No major difference in the result was noted between the groups. The doctors who used the language model got 76 percent right, the control group 74 percent. But the big surprise came when the AI was allowed to take the test on its own – it reached 90 percent.
The AI model outperformed dramatically both groups. It is fully capable of making an impressive performance on its own – but it did not make the humans better, says Rodman.
One explanation for why the doctors who used ChatGPT did not do better is that they were never instructed on how to use it. Many used it like Google. Another reason is that humans are bad at arguing against themselves.
They are not particularly good at saying "these are the reasons I might be wrong". There, the AI model was great.
Should not replace
The result is controversial and has made doctors in the US anxious, according to Rodman. He can understand it. First, they read medicine for four years, then specialist training (residency) for another three to seven years.
All to learn how to make diagnoses. Then it's depressing when a language model, which has been trained on scraping the internet and God knows what, can do the same thing.
Swedish doctors are also experiencing the AI's entry.
We see that there is a great potential in AI to improve healthcare. And we believe that all doctors will be affected – or are already affected – by the development, says Sofia Rydgren Stale, chief physician and chair of the Swedish Medical Association.
Every fourth doctor is already using AI today, primarily to help write journals. In image diagnostics, for example, in the hunt for cancer tumors, significant progress has been made. At the same time, there is a lack of guidelines, which the trade union has criticized.
When it comes to the ability to make diagnoses, Rydgren Stale notes that there may be situations where AI makes better assessments.
I think you can see it as the study illustrates in a good way how the opportunity to take advantage of AI looks like.
At the same time, she says that AI makes worse estimates when it gets other types of input values. She also emphasizes that language models are general and often not trained on, for example, certain minorities, and the problems with patient data leakage.
Will AI take the doctors' jobs? The technology is cheap and, unlike humans, never gets tired or irritated. Rydgren Stale thinks that there is sometimes a tendency from a political perspective to overestimate the possibilities for savings.
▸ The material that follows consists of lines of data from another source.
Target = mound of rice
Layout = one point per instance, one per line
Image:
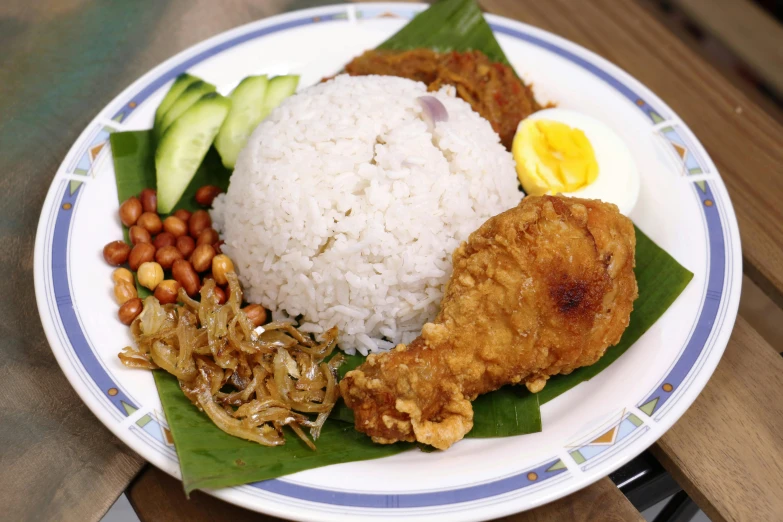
(344, 208)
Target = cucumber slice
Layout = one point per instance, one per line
(253, 99)
(247, 111)
(181, 82)
(184, 145)
(189, 96)
(280, 88)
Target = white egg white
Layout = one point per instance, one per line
(618, 177)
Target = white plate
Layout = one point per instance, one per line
(588, 432)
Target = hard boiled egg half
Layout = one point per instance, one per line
(558, 151)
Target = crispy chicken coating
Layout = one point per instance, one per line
(539, 290)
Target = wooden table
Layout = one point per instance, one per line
(61, 60)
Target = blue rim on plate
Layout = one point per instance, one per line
(718, 308)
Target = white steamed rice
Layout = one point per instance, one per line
(344, 208)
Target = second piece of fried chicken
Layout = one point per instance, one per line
(538, 290)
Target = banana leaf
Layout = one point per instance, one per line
(210, 458)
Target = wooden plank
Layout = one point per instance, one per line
(762, 314)
(744, 141)
(727, 450)
(58, 461)
(718, 56)
(157, 497)
(745, 28)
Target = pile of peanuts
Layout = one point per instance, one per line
(183, 245)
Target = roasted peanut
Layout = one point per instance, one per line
(164, 239)
(151, 221)
(139, 235)
(124, 292)
(256, 314)
(175, 226)
(129, 310)
(150, 274)
(201, 259)
(130, 211)
(166, 291)
(116, 252)
(183, 214)
(122, 274)
(149, 200)
(206, 195)
(141, 253)
(186, 245)
(208, 236)
(185, 275)
(167, 255)
(198, 222)
(221, 265)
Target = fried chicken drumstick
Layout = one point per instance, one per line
(539, 290)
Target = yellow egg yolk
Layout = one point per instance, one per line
(552, 157)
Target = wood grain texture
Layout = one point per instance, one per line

The important thing is to use the potential but also handle the risks that exist. There are some things that AI will be very good at, and others where humans are much better. I don't think AI will be able to do everything on its own.
Diagnoses not everything
Adam Rodman is clear that the study's conclusion is not that doctors should be replaced with AI. Making a diagnosis is primarily a small part of the doctor's job – and to do that, it requires that the doctor knows what questions to ask and that tests are done – in the simulated experiment, the information is already collected.
And the biggest part of my workday doesn't go to making complex diagnoses. It goes to talking, coordinating, comforting, and doing paperwork. But this puts a finger on the anxiety that I think many professionals feel for the power of some of these models, says he.
Today, many doctors in the US use AI to record, write out, and summarize patient conversations. If AI is already listening – can the next step be to intervene?
I would like AI to be a third person in the conversation who listens and gives recommendations and advice, or even says when we have preconceived notions, which we know is a big problem among doctors, says Rodman.
Facts: ChatGPT outperformed
TT
The study was conducted at the end of 2023 in the US, with 50 doctors. The participants were given 60 minutes to go through six clinical cases.
The cases are based on real patients, where medical experts have compiled the information.
Doctors who were randomly selected to use ChatGPT4 got an average score of 76 percent in the test, the control group that did not use ChatGPT reached 74 percent. But when ChatGPT itself was allowed to try to solve the cases, 90 percent was achieved.
The report is presented in the scientific journal Jama.
Doctors around the world – like other professional groups – have started using AI in various ways. Here are some examples:
OpenEvidence: A language model that collects medical studies and can answer medical questions in a natural language based on them.
Transcription of patient conversations: The doctor can use a microphone (or their phone) to record patient conversations, which are automatically written out and summarized, and can also write a first draft of the journal entry.
Patient portals: Chatbots can be a first step when patients seek medical contact, which can ask basic questions and summarize the answers for the doctor.
Image recognition: By training AI on image material from patients, it can learn to recognize diseases and injuries. It can be about tumors on mammography images or detecting diabetes through retinal photography.
Research: Many companies use AI to help develop drug candidates. It can also be used to make calculations on how disease outbreaks can spread.